Time for another update in my side project, following on from https://alanbuxton.wordpress.com/2023/08/05/rip-it-up-and-start-again-without-ripping-it-up-and-starting-again/
Since that post I’ve implemented a new backend with Neo4j and created an app for accessing the data1. It’s here: https://github.com/alanbuxton/syracuse-neo. The early commits have decent messages showing my baby steps in getting from one capability to the next2.
The previous app stored each topic collection separately in a Postgres database. A topic collection is the stories taken from one article, and there could be several stories within one article. This was ok as a starting point, but the point of this project is to connect the dots between different entities based on NLPing articles, so really I needed a Graph database to plug things together.
Heroku doesn’t support Neo4j so I’ve moved the app to a Digital Ocean VM that uses Neo4j’s free tier AuraDB. It’s hosted here http://syracuse.1145.am and has just enough data in it to fit into the AuraDB limits.

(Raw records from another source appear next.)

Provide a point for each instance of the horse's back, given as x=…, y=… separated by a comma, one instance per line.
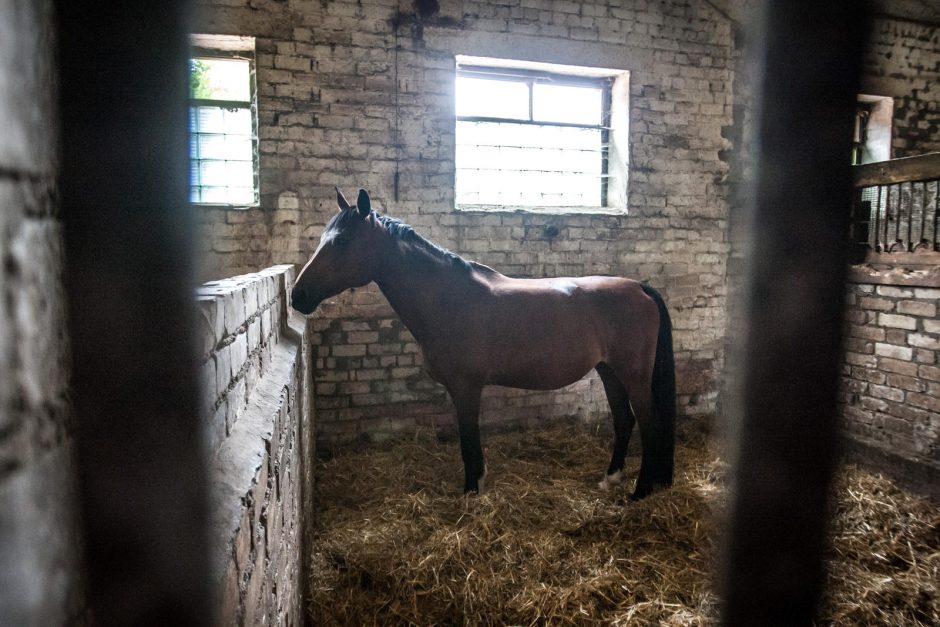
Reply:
x=547, y=333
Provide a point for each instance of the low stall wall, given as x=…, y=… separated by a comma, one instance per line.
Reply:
x=891, y=373
x=258, y=426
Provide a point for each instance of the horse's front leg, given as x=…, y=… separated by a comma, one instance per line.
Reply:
x=467, y=402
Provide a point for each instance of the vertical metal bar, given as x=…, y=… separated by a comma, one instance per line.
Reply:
x=130, y=275
x=605, y=138
x=910, y=217
x=786, y=435
x=936, y=215
x=888, y=238
x=878, y=221
x=898, y=212
x=923, y=214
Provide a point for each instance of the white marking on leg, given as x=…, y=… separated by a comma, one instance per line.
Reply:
x=610, y=481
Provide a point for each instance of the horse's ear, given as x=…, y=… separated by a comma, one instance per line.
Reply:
x=341, y=200
x=364, y=203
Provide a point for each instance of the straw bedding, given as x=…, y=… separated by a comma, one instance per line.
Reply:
x=395, y=544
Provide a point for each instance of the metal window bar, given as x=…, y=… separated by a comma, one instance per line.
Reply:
x=904, y=200
x=530, y=78
x=227, y=105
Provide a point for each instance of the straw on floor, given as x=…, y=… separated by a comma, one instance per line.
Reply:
x=395, y=544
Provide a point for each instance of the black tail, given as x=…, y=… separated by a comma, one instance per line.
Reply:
x=664, y=386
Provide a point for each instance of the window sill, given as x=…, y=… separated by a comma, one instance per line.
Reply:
x=200, y=205
x=542, y=211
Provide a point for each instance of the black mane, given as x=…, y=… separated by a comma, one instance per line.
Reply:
x=406, y=233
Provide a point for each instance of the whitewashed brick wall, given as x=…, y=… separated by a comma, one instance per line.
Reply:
x=334, y=89
x=890, y=394
x=254, y=379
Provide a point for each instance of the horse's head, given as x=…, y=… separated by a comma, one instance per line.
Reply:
x=346, y=257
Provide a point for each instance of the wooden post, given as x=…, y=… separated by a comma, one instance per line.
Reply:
x=787, y=434
x=130, y=275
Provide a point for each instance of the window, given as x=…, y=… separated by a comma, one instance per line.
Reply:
x=223, y=139
x=872, y=137
x=539, y=136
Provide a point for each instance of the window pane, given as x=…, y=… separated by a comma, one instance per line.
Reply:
x=220, y=79
x=566, y=103
x=528, y=165
x=481, y=97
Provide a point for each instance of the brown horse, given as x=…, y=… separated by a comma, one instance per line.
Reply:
x=477, y=327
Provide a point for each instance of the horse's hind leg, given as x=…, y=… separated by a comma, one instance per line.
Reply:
x=623, y=418
x=656, y=466
x=467, y=402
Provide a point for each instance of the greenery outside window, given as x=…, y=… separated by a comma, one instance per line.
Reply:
x=222, y=122
x=539, y=136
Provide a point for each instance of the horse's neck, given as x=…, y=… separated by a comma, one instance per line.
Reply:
x=421, y=297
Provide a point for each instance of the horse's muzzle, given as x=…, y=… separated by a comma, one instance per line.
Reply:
x=305, y=301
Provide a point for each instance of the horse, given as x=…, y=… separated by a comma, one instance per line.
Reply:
x=477, y=327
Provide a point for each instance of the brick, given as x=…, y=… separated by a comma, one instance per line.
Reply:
x=923, y=341
x=932, y=326
x=886, y=392
x=911, y=384
x=866, y=332
x=895, y=352
x=897, y=321
x=878, y=304
x=923, y=401
x=349, y=350
x=897, y=366
x=894, y=292
x=929, y=372
x=917, y=308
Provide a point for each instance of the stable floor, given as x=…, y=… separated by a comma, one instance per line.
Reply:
x=396, y=544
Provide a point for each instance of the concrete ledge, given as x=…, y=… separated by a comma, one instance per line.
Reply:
x=257, y=472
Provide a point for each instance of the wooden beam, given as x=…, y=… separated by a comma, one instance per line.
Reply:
x=787, y=427
x=130, y=269
x=921, y=168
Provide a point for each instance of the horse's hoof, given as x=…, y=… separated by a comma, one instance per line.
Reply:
x=610, y=481
x=644, y=491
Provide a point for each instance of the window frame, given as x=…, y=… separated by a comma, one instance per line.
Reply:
x=204, y=50
x=531, y=73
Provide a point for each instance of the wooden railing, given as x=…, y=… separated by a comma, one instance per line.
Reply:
x=897, y=206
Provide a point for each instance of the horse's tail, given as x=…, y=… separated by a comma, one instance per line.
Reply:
x=664, y=385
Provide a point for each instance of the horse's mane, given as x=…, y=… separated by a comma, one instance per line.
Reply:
x=406, y=233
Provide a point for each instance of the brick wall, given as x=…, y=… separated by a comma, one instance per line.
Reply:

The graph visualization is done with vis.js
. This turned out to be pretty straightforward to code: you just need some javascript for the nodes and some javascript for the edges. So long as your ids are all unique everything seems pretty straightforward.
Visualizing this sort of data in a graph makes it a lot more immediate than before. I just want to share a few entertaining images to show one feature I worked on.
The underlying data has a node for every time an entity (e.g. organization) is mentioned. This is intentional because when processing an article you can’t tell whether the name of a company in one article is the same company as a similarly-named company in a different article3. So each node in the graph is a mention of an organization and then there is some separate logic to figure out whether two nodes are the same organization or not. For example, if it’s a similar name and industry then it’s likely that the two are the same organziation.
This sometimes led to a ball of lines that looks like Pig-Pen’s hair.
On the plus side, this does make for a soothing visual as the graph library tries to move the nodes about into a sensible shape. With a bit of ambient sounds this could make a good relaxation video.
But, pretty though this may be, it’s hard to read. So I implemented an ‘uber node’ that is the result of clubbing together all the “same as” nodes. A lot more readable, see below:
Below is an example of the same graph after all the Accel Partners nodes had been combined together.
Next steps:
- Implement the other types of topic collections into this graph (e.g. people appointments, opening new locations)
- Implement a feature to easily flag any incorrect relationships or entities (which can then feed back into the ML training)
Thanks for reading!
Notes
- With thanks to the https://github.com/neo4j-examples/paradise-papers-django for their example app which gave a starting point for working with graph data in Neo4j. ↩︎
- For example,
git checkout b2791fdb439c18026585bced51091f6c6dcd4f72
is a good one for complete newbies to see some basic interactions between Django and Neo4j. ↩︎ - Also this type of reconciliation is a difficult problem – I have some experience of it from this project: https://theybuyforyou.eu/business-cases/ – so it’s safer to process the articles and then have a separate process for combining the topics together. ↩︎